Album of the Week | Jason Isbell and the 400 Unit: Weathervanes
Isbell and co. find beauty and rage in the everyday on their eighth album

Jason Isbell’s career is a bit like Nick Saban’s. Even Saban’s worst teams over the past decade would still be considered legendary at other college programs. Not every season of the Saban era features Mark Ingram leading the charge or once-in-a-lifetime moments like when true freshman Tua Tagovailoa threw a pass in overtime to secure a championship, but each team exudes excellence in a way some other programs just don’t.
Alabama native Isbell has a dynasty of his own. Not every album he writes is going to be Southeastern. But every song he releases into the world is worth listening to, a reminder that he, too, is working at the highest standard of excellence. No matter what is happening in his life—addiction, loss, romance, marriage, family—not to mention what’s happening in humanity on a wider scale, Isbell finds a way to distill it all into melodies worthy of a national title.
That power can be heard once again on Isbell’s most recent album with his stalwart band the 400 Unit, Weathervanes. Despite a few lyrical lowlights, Weathervanes is another undeniable product from Isbell and his fellow players—Derry deBorja, Chad Gamble, Jimbo Hart, Sadler Vaden and, occasionally, acclaimed fiddler and Isbell’s wife Amanda Shires—who, together, constitute one of the best live rock bands on the road at any given time. Albums like Isbell’s solo magnum opus Southeastern and the 400 Unit’s biggest splashes The Nashville Sound and Reunions are full of life’s highest highs and lowest lows, which means they contain some of Isbell’s most personal and effective songs. Weathervanes hits close to home too, but it finds more inspiration in the everyday moments.
While Weathervanes is more of a straight trail than a winding path with lots of peaks and valleys, its steadiness is one of its most attractive attributes.
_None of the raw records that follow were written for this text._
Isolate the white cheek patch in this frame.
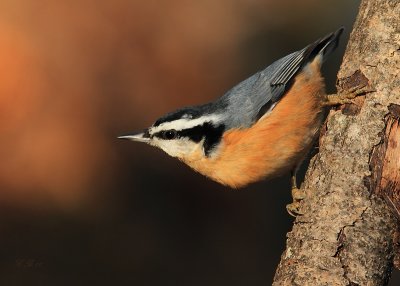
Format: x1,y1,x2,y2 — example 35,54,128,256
149,115,222,134
151,138,202,158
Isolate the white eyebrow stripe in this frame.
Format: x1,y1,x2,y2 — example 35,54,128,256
149,115,222,134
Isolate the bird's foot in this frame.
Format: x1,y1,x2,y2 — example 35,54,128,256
286,187,306,217
323,84,376,106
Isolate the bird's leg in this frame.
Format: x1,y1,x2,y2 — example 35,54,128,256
286,167,306,217
323,84,375,106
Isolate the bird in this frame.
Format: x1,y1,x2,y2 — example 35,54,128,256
118,27,354,216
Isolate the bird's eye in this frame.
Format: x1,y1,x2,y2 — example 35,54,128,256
162,129,178,140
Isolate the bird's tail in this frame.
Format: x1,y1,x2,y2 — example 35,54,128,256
304,27,344,63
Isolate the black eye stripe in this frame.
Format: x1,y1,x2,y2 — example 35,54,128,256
153,122,225,156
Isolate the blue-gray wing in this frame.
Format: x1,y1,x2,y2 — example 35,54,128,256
216,28,343,128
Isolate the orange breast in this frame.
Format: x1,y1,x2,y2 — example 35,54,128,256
182,63,325,188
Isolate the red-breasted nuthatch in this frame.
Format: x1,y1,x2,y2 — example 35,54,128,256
118,28,350,214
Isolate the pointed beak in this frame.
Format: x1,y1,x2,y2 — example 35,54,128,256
117,129,150,143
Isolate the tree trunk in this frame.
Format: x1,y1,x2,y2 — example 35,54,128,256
273,0,400,286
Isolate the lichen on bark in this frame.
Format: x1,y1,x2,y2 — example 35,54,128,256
273,0,400,285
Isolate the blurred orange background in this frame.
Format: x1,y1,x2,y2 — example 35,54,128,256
0,0,396,286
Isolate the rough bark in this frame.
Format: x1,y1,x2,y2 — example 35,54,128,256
273,0,400,285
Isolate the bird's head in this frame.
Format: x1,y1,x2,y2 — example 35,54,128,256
118,108,225,161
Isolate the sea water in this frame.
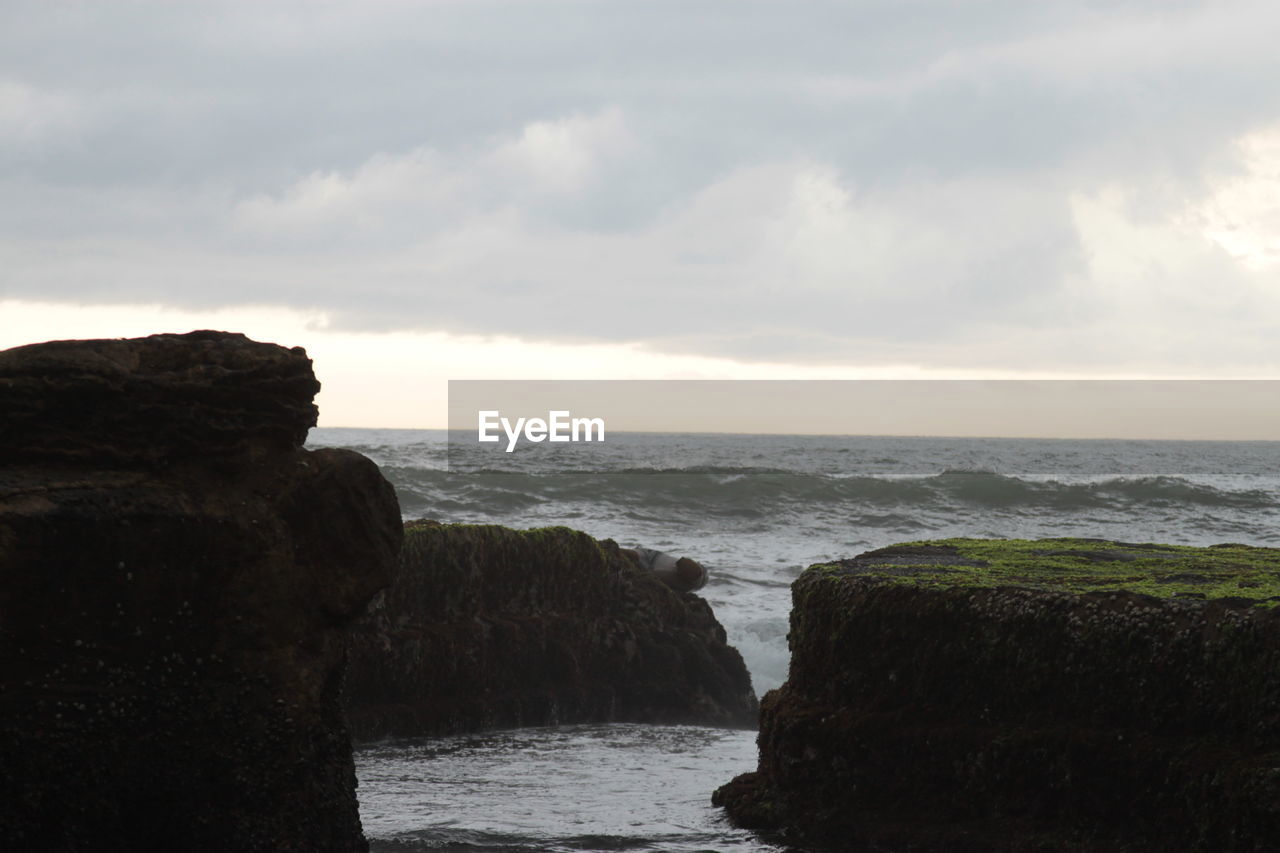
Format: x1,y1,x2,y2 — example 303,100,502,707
308,429,1280,853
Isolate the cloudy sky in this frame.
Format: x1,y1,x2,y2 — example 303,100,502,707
0,0,1280,427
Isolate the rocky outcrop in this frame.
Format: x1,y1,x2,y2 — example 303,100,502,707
0,332,402,852
348,521,758,736
714,539,1280,852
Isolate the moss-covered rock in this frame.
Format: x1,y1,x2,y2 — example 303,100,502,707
348,521,758,738
716,539,1280,850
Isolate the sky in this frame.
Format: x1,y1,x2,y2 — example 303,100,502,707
0,0,1280,427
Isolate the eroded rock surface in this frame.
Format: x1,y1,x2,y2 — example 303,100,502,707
348,521,758,736
714,539,1280,852
0,332,402,852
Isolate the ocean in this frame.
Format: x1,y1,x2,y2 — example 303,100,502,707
308,429,1280,853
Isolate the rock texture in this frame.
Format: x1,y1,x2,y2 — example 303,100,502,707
348,521,758,736
0,332,402,852
714,539,1280,852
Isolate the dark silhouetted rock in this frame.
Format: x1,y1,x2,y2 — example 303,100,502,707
0,332,402,853
0,332,320,465
348,521,758,736
714,539,1280,853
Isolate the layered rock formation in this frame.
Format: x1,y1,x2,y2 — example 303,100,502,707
714,539,1280,852
0,332,402,852
348,521,758,736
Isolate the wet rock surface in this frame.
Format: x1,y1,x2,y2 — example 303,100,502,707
0,332,402,852
714,539,1280,852
348,521,758,738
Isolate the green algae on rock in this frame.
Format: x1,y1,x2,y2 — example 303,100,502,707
716,539,1280,850
347,521,758,738
818,539,1280,607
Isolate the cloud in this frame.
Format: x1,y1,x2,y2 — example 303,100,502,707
0,0,1280,371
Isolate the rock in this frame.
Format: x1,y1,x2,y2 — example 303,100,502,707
0,332,402,852
0,326,320,466
713,539,1280,852
348,521,758,738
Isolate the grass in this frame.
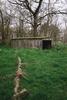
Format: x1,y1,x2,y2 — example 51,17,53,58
0,45,67,100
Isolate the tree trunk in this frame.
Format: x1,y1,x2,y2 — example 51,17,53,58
0,10,5,43
33,15,38,37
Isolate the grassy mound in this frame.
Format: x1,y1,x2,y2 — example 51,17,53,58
0,45,67,100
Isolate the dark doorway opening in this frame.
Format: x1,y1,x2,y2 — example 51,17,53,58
42,40,52,49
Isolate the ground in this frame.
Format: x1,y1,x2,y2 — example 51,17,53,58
0,45,67,100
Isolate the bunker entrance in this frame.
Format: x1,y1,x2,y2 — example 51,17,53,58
42,40,52,49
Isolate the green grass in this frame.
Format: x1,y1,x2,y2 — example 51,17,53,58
0,45,67,100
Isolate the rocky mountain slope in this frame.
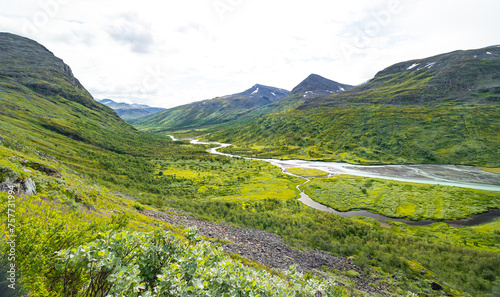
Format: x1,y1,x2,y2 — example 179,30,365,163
130,84,289,132
97,99,165,121
210,46,500,167
290,74,353,99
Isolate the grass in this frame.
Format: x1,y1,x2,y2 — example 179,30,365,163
304,176,500,220
481,167,500,174
214,104,500,168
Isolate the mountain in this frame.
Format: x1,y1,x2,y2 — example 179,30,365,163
0,33,500,296
130,84,289,132
290,74,353,99
97,99,165,121
209,46,500,167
Within the first 20 seconds of the album, Isbell sings: “Everybody dies but you’ve gotta find a reason to carry on.” The peaks and valleys that make up most rock songs are 20% of life, while the “carrying on” is the 80% majority—and Isbell is one of few artists who has a way of making all the moments feel equally important.
He studies the ordinary again on “Middle of the Morning,” which is about finding enough energy to not only swing your legs out of bed in the morning but also move through the day without losing your mind and snapping at a loved one, all through the lens of a particular kind of pandemic-flavored fatigue: “Yes I’m tired and by the middle of the morning I’m out of shit to say.”